Creio que o mais adequado seria dizer que a linguagem poética ou literária, ou simplesmente cultivada, confere às palavras novos sentidos, às vezes mais largos, e às vezes mais específicos, como nos jargões. A troca de vocábulos e construções para contextos e registros inesperados é que produz a sugestão poética e imanta as palavras, mas esta sua carga é dada pela arte do poeta, e se dá por uma soma, não pela redução (ou pela obtenção de uma obviamente metafórica raiz quadrada) da língua àquilo que nela há de mais sistemático, ou de “estado de dicionário”. Auden, por
exemplo, matematizou a não mais poder o inglês coloquial, e abusou do tom professoral e misericordioso. Veja como em

“Lay your sleeping head, my love,
Human on my faithless arm”

o “faithless”, que habitualmente sugeriria uma reprovação (“You’re faithless”), ou uma confissão seca(“I’m faithless”), fica associado à idéia de compaixão e de necessidade de ajuda mútua, de certo modo reabilitando a “faithlessness”. Poder-se-ia dizer que ele não fez mais do que atualizar o sistema, como nas novas versões do Windows ou do Mac OS. Mas repito: que sistema? Qual a regra que contém todos os usos possíveis da palavra “faithless”?
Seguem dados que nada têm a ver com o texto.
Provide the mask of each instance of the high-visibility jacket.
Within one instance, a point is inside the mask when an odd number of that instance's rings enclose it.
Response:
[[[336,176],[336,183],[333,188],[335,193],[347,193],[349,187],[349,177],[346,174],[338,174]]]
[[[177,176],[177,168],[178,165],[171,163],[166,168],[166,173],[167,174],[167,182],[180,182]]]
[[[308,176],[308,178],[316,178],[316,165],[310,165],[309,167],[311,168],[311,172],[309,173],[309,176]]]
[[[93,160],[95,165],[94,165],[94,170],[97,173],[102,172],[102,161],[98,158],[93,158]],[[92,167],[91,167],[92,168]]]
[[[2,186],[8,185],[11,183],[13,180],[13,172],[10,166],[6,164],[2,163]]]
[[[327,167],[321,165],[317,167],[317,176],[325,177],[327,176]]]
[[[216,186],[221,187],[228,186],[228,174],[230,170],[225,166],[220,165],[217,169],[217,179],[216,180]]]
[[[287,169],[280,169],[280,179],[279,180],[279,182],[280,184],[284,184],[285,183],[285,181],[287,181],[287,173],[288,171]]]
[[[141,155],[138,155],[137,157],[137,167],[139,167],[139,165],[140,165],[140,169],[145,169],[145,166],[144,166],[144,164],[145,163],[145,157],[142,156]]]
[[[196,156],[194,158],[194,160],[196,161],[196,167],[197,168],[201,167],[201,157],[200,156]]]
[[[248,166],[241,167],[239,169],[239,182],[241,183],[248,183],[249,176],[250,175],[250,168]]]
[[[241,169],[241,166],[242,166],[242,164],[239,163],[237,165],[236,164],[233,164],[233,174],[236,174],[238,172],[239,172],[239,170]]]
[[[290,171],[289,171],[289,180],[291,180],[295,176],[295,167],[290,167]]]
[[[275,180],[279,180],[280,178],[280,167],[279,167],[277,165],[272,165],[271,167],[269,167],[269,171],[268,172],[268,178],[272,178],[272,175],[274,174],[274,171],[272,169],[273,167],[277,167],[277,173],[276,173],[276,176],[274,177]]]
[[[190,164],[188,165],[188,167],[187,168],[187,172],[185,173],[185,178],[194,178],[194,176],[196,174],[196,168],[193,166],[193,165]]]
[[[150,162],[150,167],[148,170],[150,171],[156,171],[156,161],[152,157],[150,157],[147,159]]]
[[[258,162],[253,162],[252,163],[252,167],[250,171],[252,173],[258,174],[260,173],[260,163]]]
Recordemos por fim uma advertência de São Tomás de Aquino: “as essências são incognoscíveis”. As essências em questão são os atos de ser dos entes: o livro ao meu lado pode ser lido, pode ser usado de apoio, pode ser usado para matar um pernilongo; tudo isto, e muito mais, é essência do livro, e tudo isto está contido no livro em potência – exatamente como todos os palavrões, xingamentos, cumprimentos, romances e poemas estão contidos na língua. Mas, ainda que as ações e paixões do livro admitam um limite natural, não há regra sistemática para determiná-las, assim como não há regra sistemática para determinar os usos da língua – agora não mais, nunca mais entendida no perverso sentido saussureano.